Tuesday, April 13, 2010

Blood Meridian Chapter 6

This chapter was definately necessary in order to link the different characters and plots. In chapter 6, the kid is magically reunited with the Judge and Toadvine which should make for an interesting chapter 7. This chapter is full of figurative and descriptive language, including similies and metaphors.

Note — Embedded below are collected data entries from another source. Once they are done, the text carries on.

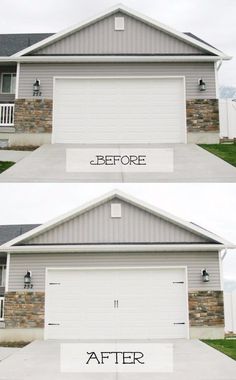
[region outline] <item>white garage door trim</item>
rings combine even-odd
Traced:
[[[44,321],[44,339],[48,339],[47,337],[47,289],[48,289],[48,276],[49,272],[52,271],[99,271],[99,270],[145,270],[145,269],[154,269],[154,270],[168,270],[168,269],[183,269],[185,273],[185,284],[186,284],[186,294],[185,294],[185,310],[186,310],[186,339],[190,338],[189,333],[189,304],[188,304],[188,268],[187,266],[125,266],[125,267],[119,267],[119,266],[109,266],[109,267],[50,267],[45,269],[45,321]]]
[[[55,94],[56,94],[56,82],[64,79],[79,79],[79,80],[88,80],[88,79],[181,79],[183,83],[183,109],[182,109],[182,123],[183,123],[183,130],[182,130],[182,143],[187,143],[187,115],[186,115],[186,79],[183,75],[117,75],[117,76],[55,76],[53,77],[53,112],[52,112],[52,144],[56,143],[56,137],[55,137]],[[115,141],[114,141],[115,143]]]

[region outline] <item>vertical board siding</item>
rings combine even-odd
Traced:
[[[187,99],[216,98],[215,69],[212,62],[166,63],[22,63],[19,98],[31,98],[35,78],[40,79],[44,98],[53,97],[53,77],[57,76],[185,76]],[[206,82],[199,91],[198,79]]]
[[[48,267],[112,267],[112,266],[187,266],[189,290],[220,290],[218,252],[165,253],[34,253],[11,254],[9,291],[24,290],[24,275],[32,271],[34,291],[44,291]],[[210,282],[203,283],[201,269],[207,268]]]
[[[124,17],[125,30],[115,30],[115,17]],[[152,27],[116,13],[95,22],[34,55],[53,54],[202,54],[204,50]]]
[[[111,203],[121,204],[121,218],[111,218]],[[29,239],[27,244],[204,243],[198,236],[128,202],[114,199]]]

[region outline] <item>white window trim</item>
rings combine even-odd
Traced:
[[[0,283],[0,286],[5,286],[6,285],[6,271],[7,271],[6,264],[0,264],[0,270],[2,270],[2,282]]]
[[[11,75],[11,91],[10,92],[3,92],[3,76],[4,75]],[[16,78],[16,73],[13,73],[13,72],[9,72],[9,73],[1,73],[1,94],[11,94],[11,95],[14,95],[16,90],[12,90],[12,77],[15,76]]]
[[[0,302],[1,301],[3,302],[2,318],[0,318],[0,321],[2,322],[2,321],[4,321],[4,301],[5,301],[4,297],[0,297]]]

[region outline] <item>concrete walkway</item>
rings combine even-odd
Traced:
[[[0,362],[9,356],[15,354],[20,348],[15,347],[0,347]]]
[[[18,162],[30,155],[30,151],[26,150],[3,150],[0,149],[0,161]]]
[[[112,149],[119,154],[126,148],[173,149],[173,172],[93,173],[66,171],[68,148]],[[0,175],[0,182],[236,182],[236,168],[194,144],[79,145],[45,144]]]
[[[173,373],[61,373],[60,341],[35,341],[0,363],[0,380],[235,380],[236,362],[198,340],[174,344]],[[76,343],[76,341],[73,341]]]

The description of the prisoners and their torturer made me laugh. McCarthy writes, "They were half naked and they sucked their teeth and snuffled and stirred and picked themselves like apes (McCarthy 74)." This simile is funny because the original thought of the Americans was that the Mexicans were savages. Now, it seems like the prisoners are the savages. The description of the goldtoothed pervert was pretty funny. The fact that he was a pervert provided the first sense of humor but the rawhide quirt (A riding whip consisting of a short, stout stock and a lash of braided leather (dictionary.com) used to whip the prisoners really added to the pervert thing. I just had a vision of some strange hispanic guy forcing half-naked prisoners to pick up filth while whipping them; pretty weird stuff. McCarthy probably included this pervert to show how strange the Mexican town looked through the eyes of the prisoners, if the head in the jar and the bodies for sale in the bazaar didn't work before. Another suprising detail is that Toadvine prays so that the pervert doesn't die. From this, I suspect that Toadvine wishes to kill the goldtoothed man for his own personal gain. He probably hates the pervert for making him suffer, and therefore, will make the pervert suffer as well.

Grannyrat, the Kentuckian veteran, had some very intresting things to say. After describing his broken leg, he says, "... grew a low rumbling that (Grannyrat) took for thunder until a cannonball came around the corner trundling over the stones like a wayward bowl and went past and down the street and disappeared from sight." This simile made me think of the common idea of a spill in an over-crowded kitchen. Someone trips on their shoelace and pretty soon pots are flying through the air and large, wok-like bowls are innocently rumbling down the halls. McCarthy probably added the stories of the Kentuckian to show some seperate, yet equally strange and disturbing, views of the west. I researched some Native American torture techniques and found one where they would nail your intestines to a tree so that you either bled to death, ripped out your intestines attempting to escape, or died from several other complications (strolen.com). Also, Grannyrat's story about the man with his feet sliced was pretty intresting because the man crawled back to Fredericksburg, Virginia. This strikes a little closer to home than some people would have wanted. McCarthy included this detail to show that these grotesque punishments were happining all over the United States, instead of just in the west. He installed this into his story to add another level of fear into the characters and possibly the readers.

I like how Toadvine asks, "What do you reckon we could get for old Brassteeth's teeth?" This shows that Toadvine is always looking for ways to make money through the pain of others. He would make the perfect candidate for a scalp hunter. McCarthy again shows his attention to detail when he describes the Judge's posse. He includes details such as the massive weapons and the tack made of human parts to describe bounty hunters of that time and to install fear upon his characters and readers. I can remember hearing a story about mountain men when my family and I took a trip out west to Montana. Along the way, we stopped at an old trading post where I learned that the trappers used to kill Native Americans and cut a body part like an arm or leg off of them. They would tie this limb on the side of their saddle so that they had something to nibble on while they were making their journey to sell their products. Pretty sick stuff however not as strange as the scenes described in chapter 4 and 5. Another detail in the text was that we finally learn that the Judge's name is Glanton. This was a let down for me because I was expecting that he would have a really cool name, or no name at all. Also, it seems that the Judge likes to smile, or seems to anyway. This adds to the mystery of his character and makes McCarthy's audience want to learn more about him (the Judge).

I have one question. Why would the governor be so happy to let three prisoners out of jail just because they said they were going to kill Native Americans. So theoretically, if you were in jail, you would just have to promise to kill Indians and you would be set free? Seems like their legal system is a little flawed.